Analyzing Intracranial EEG in Pharmacoresistant Epilepsy Patients Using Hidden Markov Models and Time Series Forecasting Methods

Abstract

Various brain activities can be captured by electroencephalographic signals, which can then be used to detect epilepsy considering that the epileptic seizures are caused by a disturbance in the electrophysiological activity of the brain. Accordingly, epileptic seizure prediction usually requires a careful analysis of electroencephalography (EEG) records. In this study, we examined a large intracranial EEG dataset obtained from five pharmacoresistant epilepsy patients. Specifically, we first applied hidden Markov models to parse the amplitude under a probabilistic description considering the observed data as the outcome of either one of the three hidden states, namely, normal, subclinical (seizure) and clinical (seizure), which is in line with the setup proposed in previous studies.
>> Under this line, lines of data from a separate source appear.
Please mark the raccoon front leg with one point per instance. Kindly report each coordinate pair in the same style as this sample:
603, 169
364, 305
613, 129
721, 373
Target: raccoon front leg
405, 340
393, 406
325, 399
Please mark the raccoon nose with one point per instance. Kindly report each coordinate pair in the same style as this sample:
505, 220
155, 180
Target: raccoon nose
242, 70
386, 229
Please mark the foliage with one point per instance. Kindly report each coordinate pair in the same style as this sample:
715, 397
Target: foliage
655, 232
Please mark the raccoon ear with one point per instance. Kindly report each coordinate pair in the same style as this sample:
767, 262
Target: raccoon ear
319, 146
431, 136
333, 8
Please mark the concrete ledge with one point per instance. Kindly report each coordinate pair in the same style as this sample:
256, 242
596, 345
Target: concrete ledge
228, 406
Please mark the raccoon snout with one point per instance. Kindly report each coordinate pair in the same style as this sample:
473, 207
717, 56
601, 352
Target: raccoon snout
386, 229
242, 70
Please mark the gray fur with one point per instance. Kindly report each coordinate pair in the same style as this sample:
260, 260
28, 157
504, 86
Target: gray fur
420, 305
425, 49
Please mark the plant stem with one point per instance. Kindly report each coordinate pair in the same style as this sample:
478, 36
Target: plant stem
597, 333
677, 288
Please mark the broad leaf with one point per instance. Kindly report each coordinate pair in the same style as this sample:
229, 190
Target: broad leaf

Our results indicate that there are indeed a maximum of 1.7% subclinical and about 1% clinical events, which comply with the observations from other studies. Next, we assumed EEG signals to form complex time series, and considered time-series prediction methods to forecast the future events. Such predictions are of interest to predetermine the possibility of a seizure onset and taking a preventive strategy. This task was performed within a deterministic framework by applying deep learning methods. An ensemble model was created using one-dimensional convolution net in conjunction with long short-term memory units and deep neural networks. We observe that the proposed time series prediction method is highly accurate as indicated by the low mean absolute error values and the high conformity of the predictions to the ground truth values.